Im Projekt „OWT – Ost-Westdeutsche Transformationsgeschichten und was sich daraus lernen lässt“ finden Interviews mit Menschen statt, deren Leben durch gesellschaftspolitische Veränderungen beeinflusst wurden. Ziel des Projektes ist es, durch die persönlichen Erfahrungsberichte und unterschiedlichen Perspektiven zu einem besseren Verständnis der Transformationsgeschichte in den Regionen Süd-West-Sachsen und Saar-Trier beizutragen.

Im Juli 2026 sind die ersten Interviews in der Region Süd-West-Sachsen gestartet. Insbesondere mit Blick auf die Zeit vor und nach 1989/90, aber auch auf weitere gesellschaftspolitische Veränderungen, erzählen die interviewten Personen aus ihrem Leben.

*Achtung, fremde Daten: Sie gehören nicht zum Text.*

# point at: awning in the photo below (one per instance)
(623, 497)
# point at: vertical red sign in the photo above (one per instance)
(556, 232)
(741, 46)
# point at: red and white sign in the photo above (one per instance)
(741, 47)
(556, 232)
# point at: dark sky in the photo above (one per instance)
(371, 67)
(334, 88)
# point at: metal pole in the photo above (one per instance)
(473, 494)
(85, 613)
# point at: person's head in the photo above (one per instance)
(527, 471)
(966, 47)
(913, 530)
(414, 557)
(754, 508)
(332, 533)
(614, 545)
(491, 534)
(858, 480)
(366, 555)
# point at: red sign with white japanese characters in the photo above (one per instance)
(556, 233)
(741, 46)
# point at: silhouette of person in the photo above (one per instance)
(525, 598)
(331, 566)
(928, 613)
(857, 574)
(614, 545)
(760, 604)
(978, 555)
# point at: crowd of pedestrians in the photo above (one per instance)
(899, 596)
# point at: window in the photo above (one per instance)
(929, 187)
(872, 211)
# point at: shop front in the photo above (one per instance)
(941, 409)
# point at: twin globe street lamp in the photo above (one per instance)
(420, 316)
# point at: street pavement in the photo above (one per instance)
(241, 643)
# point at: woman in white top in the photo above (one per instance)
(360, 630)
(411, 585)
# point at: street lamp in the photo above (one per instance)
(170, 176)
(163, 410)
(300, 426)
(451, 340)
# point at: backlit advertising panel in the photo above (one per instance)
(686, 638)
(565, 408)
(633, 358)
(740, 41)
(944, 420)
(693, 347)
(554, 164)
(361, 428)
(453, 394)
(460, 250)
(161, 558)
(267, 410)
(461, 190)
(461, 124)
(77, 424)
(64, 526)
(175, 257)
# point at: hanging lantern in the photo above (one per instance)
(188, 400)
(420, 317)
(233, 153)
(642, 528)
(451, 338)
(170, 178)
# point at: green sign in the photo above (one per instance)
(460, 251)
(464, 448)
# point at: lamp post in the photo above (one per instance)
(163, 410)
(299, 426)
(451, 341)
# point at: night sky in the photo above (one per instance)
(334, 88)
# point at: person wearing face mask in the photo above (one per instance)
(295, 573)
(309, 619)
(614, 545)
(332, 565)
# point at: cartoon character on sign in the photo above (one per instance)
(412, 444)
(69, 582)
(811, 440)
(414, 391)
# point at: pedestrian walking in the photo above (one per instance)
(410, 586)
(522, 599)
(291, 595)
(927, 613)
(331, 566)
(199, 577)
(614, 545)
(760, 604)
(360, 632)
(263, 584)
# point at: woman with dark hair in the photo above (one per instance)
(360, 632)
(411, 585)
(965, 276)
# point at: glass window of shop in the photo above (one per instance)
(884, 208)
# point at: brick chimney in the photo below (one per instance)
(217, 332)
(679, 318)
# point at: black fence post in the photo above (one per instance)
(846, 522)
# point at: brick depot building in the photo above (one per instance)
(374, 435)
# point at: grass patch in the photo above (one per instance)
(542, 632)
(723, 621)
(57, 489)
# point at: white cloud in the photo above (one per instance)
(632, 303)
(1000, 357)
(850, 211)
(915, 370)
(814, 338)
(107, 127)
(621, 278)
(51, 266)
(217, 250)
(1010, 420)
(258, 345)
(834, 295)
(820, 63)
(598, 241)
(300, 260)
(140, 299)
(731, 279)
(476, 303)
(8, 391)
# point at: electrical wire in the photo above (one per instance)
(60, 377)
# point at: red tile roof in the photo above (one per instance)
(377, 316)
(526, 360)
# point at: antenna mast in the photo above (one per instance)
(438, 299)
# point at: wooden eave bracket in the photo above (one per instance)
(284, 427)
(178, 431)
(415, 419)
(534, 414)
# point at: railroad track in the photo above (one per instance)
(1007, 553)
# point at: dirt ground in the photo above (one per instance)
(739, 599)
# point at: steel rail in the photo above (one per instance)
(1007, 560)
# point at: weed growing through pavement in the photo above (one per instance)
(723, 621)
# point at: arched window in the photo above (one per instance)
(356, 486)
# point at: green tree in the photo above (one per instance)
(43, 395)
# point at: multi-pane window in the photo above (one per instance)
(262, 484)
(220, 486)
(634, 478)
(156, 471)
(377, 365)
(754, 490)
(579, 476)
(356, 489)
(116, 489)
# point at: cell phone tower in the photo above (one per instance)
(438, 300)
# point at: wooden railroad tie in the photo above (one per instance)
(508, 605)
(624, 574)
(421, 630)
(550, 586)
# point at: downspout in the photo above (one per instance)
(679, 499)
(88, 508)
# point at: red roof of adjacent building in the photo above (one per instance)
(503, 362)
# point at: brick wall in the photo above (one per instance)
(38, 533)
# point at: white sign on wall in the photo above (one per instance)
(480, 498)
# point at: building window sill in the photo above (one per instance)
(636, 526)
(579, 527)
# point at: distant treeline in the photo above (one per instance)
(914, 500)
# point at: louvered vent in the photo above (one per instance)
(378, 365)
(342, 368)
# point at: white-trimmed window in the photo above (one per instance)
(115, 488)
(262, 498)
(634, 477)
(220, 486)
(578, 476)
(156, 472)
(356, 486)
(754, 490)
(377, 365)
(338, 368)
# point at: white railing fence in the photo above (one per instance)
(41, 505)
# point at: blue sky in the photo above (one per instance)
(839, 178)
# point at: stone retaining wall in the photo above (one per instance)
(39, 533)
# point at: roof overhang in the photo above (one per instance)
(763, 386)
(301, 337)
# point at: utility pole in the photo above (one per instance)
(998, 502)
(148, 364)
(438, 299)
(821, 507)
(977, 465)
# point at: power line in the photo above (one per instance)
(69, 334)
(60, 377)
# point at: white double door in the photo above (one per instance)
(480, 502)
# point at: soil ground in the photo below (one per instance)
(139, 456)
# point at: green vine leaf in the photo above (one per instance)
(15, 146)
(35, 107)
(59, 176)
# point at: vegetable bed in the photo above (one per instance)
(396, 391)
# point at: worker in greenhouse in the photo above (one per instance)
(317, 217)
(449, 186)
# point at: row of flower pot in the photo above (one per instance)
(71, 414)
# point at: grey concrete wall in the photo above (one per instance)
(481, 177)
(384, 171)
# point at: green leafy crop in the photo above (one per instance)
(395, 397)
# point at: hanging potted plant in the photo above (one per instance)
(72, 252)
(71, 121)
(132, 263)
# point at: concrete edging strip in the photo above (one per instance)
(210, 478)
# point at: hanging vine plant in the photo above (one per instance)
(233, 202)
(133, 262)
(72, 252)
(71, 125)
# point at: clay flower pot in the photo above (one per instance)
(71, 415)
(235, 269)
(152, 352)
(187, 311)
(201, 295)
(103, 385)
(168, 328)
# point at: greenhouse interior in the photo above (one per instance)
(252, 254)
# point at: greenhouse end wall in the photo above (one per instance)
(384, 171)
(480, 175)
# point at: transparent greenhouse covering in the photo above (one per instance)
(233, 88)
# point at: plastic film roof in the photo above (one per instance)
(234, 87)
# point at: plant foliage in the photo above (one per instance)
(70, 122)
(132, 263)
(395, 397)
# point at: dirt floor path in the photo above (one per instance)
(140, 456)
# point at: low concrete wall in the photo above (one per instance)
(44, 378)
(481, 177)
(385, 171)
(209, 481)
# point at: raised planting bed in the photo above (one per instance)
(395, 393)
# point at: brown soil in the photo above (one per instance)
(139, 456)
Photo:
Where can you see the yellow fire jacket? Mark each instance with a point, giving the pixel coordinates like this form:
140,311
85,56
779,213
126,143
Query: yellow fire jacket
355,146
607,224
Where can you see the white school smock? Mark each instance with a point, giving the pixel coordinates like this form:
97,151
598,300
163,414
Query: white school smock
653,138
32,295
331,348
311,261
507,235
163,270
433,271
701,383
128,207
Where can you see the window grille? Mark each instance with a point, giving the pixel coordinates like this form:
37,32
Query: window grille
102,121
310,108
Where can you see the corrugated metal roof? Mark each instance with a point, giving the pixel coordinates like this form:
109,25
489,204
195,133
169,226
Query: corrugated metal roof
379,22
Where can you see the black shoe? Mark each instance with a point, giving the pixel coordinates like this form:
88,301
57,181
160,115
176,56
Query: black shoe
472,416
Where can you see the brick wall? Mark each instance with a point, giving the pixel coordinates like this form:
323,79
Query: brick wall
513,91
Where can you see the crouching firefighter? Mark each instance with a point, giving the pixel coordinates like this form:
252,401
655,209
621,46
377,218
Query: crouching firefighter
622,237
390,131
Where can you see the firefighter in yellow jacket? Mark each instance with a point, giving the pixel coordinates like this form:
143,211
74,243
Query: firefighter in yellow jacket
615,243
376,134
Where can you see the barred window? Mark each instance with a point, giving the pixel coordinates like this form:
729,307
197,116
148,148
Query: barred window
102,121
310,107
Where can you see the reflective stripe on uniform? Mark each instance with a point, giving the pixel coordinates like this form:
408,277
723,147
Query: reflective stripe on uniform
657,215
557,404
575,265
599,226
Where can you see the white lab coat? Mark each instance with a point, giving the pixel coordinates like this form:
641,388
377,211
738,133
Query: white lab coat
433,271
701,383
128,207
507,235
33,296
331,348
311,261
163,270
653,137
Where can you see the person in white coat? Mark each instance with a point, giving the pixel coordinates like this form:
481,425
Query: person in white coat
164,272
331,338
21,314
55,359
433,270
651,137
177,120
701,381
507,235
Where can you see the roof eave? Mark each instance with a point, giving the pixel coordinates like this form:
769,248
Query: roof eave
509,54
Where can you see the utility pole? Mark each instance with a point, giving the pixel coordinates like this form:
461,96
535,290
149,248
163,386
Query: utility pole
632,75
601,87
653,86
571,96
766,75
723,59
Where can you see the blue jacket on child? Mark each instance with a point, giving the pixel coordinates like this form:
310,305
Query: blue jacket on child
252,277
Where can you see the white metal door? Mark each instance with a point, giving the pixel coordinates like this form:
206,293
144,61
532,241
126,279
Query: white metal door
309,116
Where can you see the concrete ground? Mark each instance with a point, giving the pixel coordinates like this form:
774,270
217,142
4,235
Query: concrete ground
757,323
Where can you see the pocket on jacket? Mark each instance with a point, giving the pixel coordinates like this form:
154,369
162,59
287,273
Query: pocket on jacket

- Welche Einflüsse hatten derartige Veränderungen auf die individuellen Biografien?
- Wie haben sie sich auf das Sicherheitsempfinden der befragten Personen ausgewirkt?
- Welche Erfahrungen ähneln sich, welche scheinen eher persönlich zu sein?
- Was lässt sich aus all den Erzählungen und Perspektiven lernen?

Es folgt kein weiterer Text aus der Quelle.